MedRegion-CT: Region-Focused Multimodal LLM for Comprehensive 3D CT Report Generation
This work addresses the problem of generating more accurate and clinically relevant CT reports for medical professionals, though it appears incremental as it builds on existing datasets and multimodal LLM frameworks.
The paper tackles the problem of generating comprehensive 3D CT reports by addressing the limitation of existing methods that focus on global features and miss region-specific details, resulting in MedRegion-CT achieving state-of-the-art performance on the RadGenome-Chest CT benchmark with improved natural language generation quality and clinical relevance.
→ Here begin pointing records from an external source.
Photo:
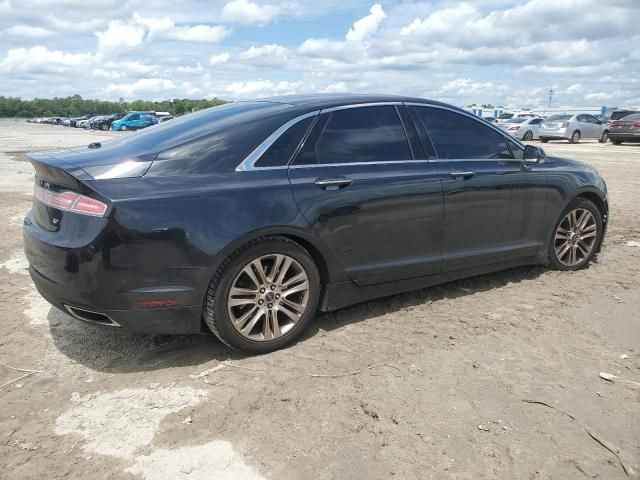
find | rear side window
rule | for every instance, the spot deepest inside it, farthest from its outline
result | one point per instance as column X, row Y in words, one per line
column 363, row 135
column 281, row 151
column 456, row 136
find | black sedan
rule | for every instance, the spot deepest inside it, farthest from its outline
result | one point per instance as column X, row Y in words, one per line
column 245, row 219
column 627, row 129
column 104, row 122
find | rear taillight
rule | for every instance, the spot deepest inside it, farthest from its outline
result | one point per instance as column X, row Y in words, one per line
column 70, row 202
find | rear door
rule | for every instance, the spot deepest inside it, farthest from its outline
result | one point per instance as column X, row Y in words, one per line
column 492, row 211
column 364, row 183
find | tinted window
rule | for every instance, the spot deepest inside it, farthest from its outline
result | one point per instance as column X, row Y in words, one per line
column 516, row 150
column 282, row 149
column 219, row 151
column 558, row 118
column 456, row 136
column 364, row 135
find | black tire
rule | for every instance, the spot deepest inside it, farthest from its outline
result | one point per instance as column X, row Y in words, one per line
column 604, row 137
column 575, row 137
column 578, row 203
column 216, row 314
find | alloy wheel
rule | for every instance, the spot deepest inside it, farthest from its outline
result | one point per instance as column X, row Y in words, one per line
column 268, row 297
column 575, row 237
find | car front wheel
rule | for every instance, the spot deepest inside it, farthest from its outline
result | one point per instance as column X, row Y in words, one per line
column 263, row 296
column 576, row 236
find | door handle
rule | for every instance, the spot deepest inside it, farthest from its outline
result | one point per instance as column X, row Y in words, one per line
column 462, row 174
column 333, row 183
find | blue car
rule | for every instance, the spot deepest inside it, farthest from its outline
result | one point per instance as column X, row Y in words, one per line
column 134, row 121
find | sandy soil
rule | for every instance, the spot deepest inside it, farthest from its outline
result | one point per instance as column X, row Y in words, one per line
column 441, row 386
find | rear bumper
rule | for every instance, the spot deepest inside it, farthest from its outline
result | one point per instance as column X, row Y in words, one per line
column 150, row 321
column 102, row 283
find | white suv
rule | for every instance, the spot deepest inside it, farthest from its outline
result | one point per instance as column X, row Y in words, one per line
column 573, row 128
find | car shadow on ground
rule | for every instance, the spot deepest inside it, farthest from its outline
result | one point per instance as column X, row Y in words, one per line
column 110, row 350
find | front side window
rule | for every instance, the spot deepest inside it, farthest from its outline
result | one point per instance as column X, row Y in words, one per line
column 456, row 136
column 363, row 135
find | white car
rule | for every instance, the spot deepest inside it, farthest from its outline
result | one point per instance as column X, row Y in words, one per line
column 524, row 128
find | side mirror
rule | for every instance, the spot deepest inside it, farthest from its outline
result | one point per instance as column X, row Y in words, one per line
column 533, row 154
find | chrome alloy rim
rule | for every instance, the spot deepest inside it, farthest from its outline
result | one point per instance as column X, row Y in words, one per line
column 575, row 237
column 268, row 297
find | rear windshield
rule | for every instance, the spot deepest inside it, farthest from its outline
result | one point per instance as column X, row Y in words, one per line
column 619, row 115
column 555, row 118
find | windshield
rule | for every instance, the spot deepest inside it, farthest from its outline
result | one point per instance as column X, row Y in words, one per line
column 556, row 118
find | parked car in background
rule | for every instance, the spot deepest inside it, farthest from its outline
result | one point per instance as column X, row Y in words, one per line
column 573, row 128
column 104, row 122
column 627, row 129
column 135, row 121
column 247, row 218
column 619, row 115
column 524, row 128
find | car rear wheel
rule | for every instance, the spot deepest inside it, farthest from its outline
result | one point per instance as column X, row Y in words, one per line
column 575, row 137
column 604, row 137
column 576, row 236
column 263, row 296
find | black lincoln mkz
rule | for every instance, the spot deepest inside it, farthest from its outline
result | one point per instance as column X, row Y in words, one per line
column 246, row 219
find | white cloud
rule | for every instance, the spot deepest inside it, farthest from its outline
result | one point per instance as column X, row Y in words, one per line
column 262, row 88
column 368, row 25
column 120, row 35
column 219, row 58
column 247, row 12
column 189, row 69
column 199, row 33
column 40, row 59
column 27, row 31
column 143, row 86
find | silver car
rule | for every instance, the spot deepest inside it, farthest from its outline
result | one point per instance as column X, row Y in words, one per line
column 573, row 128
column 524, row 128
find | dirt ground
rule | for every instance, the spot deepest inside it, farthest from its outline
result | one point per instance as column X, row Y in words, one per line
column 437, row 384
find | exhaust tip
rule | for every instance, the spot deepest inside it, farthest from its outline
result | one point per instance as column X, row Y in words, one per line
column 90, row 316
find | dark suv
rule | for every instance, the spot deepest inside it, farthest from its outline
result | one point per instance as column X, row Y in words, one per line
column 245, row 219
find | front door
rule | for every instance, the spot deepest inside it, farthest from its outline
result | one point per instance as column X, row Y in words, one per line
column 491, row 212
column 357, row 182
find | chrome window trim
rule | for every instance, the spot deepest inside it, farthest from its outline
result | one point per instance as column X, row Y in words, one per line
column 466, row 114
column 248, row 163
column 350, row 164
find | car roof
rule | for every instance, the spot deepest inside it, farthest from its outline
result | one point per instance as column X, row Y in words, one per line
column 328, row 100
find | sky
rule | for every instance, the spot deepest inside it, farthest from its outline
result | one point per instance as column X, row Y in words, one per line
column 502, row 52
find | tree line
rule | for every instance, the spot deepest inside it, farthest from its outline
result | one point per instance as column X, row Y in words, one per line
column 76, row 105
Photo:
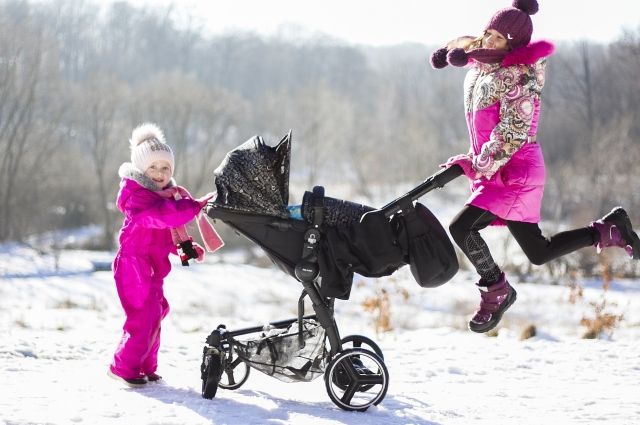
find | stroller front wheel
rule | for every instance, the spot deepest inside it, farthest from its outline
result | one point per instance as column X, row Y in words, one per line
column 211, row 370
column 357, row 341
column 356, row 379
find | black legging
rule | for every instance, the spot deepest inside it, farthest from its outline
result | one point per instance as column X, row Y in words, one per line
column 465, row 231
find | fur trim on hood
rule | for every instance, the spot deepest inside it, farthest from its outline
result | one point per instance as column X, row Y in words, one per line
column 529, row 54
column 129, row 171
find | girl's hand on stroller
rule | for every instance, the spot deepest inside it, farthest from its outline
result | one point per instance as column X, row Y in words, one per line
column 200, row 250
column 204, row 199
column 465, row 162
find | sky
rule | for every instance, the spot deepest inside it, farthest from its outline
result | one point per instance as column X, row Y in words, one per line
column 378, row 22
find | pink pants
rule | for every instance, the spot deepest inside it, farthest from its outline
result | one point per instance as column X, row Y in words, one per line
column 137, row 352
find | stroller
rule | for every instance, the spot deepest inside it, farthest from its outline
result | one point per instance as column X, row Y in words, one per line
column 322, row 248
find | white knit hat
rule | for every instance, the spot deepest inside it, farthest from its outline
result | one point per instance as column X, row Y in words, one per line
column 148, row 145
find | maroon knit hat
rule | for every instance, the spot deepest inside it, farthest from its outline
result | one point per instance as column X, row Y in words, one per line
column 514, row 22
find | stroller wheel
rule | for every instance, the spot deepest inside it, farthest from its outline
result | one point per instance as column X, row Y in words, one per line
column 357, row 341
column 235, row 372
column 211, row 370
column 356, row 379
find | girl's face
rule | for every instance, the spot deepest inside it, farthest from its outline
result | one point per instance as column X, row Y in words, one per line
column 492, row 39
column 160, row 172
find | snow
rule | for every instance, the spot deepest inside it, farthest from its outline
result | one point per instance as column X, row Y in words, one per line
column 60, row 326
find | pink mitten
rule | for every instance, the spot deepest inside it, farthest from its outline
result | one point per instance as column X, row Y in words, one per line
column 465, row 162
column 200, row 251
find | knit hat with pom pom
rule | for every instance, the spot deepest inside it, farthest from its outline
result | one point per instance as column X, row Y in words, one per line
column 514, row 23
column 148, row 145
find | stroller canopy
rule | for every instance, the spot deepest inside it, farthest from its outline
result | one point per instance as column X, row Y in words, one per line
column 254, row 178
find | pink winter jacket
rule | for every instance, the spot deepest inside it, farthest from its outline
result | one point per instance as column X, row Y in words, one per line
column 145, row 238
column 502, row 105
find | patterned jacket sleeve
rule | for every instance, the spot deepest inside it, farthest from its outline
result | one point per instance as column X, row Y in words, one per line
column 517, row 108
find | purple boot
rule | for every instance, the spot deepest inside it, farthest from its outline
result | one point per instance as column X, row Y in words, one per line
column 496, row 299
column 615, row 230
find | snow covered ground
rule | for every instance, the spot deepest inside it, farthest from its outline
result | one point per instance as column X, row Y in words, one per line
column 59, row 330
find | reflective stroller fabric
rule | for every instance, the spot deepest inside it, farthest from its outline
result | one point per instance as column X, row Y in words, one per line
column 336, row 211
column 285, row 354
column 254, row 178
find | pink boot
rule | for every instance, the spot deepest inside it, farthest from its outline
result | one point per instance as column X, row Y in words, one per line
column 615, row 230
column 495, row 300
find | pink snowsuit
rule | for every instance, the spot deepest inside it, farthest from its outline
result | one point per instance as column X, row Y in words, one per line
column 502, row 105
column 139, row 268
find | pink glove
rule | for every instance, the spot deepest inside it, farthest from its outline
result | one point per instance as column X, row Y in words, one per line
column 204, row 199
column 465, row 162
column 200, row 251
column 184, row 193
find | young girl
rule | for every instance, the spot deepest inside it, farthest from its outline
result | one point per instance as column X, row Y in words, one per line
column 147, row 198
column 505, row 163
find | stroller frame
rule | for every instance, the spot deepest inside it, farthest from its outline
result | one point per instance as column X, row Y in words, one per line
column 355, row 377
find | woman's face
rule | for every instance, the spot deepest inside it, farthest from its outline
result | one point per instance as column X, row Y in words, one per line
column 494, row 40
column 160, row 172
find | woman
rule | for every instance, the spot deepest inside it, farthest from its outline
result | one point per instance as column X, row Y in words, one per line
column 505, row 163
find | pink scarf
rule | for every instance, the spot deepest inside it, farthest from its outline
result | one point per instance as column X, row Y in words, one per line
column 212, row 241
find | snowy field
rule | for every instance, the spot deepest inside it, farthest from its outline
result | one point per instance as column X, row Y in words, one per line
column 60, row 328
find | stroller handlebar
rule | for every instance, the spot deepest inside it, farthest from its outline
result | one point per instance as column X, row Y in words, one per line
column 435, row 181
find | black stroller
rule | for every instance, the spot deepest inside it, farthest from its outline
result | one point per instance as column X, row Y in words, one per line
column 333, row 240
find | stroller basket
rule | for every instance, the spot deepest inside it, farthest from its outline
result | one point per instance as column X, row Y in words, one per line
column 287, row 354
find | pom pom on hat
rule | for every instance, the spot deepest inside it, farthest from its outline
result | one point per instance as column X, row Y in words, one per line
column 530, row 7
column 439, row 58
column 149, row 145
column 458, row 57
The recent release of RadGenome-Chest CT has significantly advanced CT-based report generation. However, existing methods primarily focus on global features, making it challenging to capture region-specific details, which may cause certain abnormalities to go unnoticed. To address this, we propose MedRegion-CT, a region-focused Multi-Modal Large Language Model (MLLM) framework, featuring three key innovations. First, we introduce Region Representative ($R^2$) Token Pooling, which utilizes a 2D-wise pretrained vision model to efficiently extract 3D CT features. This approach generates global tokens representing overall slice features and region tokens highlighting target areas, enabling the MLLM to process comprehensive information effectively. Second, a universal segmentation model generates pseudo-masks, which are then processed by a mask encoder to extract region-centric features. This allows the MLLM to focus on clinically relevant regions, using six predefined region masks. Third, we leverage segmentation results to extract patient-specific attributions, including organ size, diameter, and locations. These are converted into text prompts, enriching the MLLM's understanding of patient-specific contexts. To ensure rigorous evaluation, we conducted benchmark experiments on report generation using the RadGenome-Chest CT. MedRegion-CT achieved state-of-the-art performance, outperforming existing methods in natural language generation quality and clinical relevance while maintaining interpretability. The code for our framework is publicly available.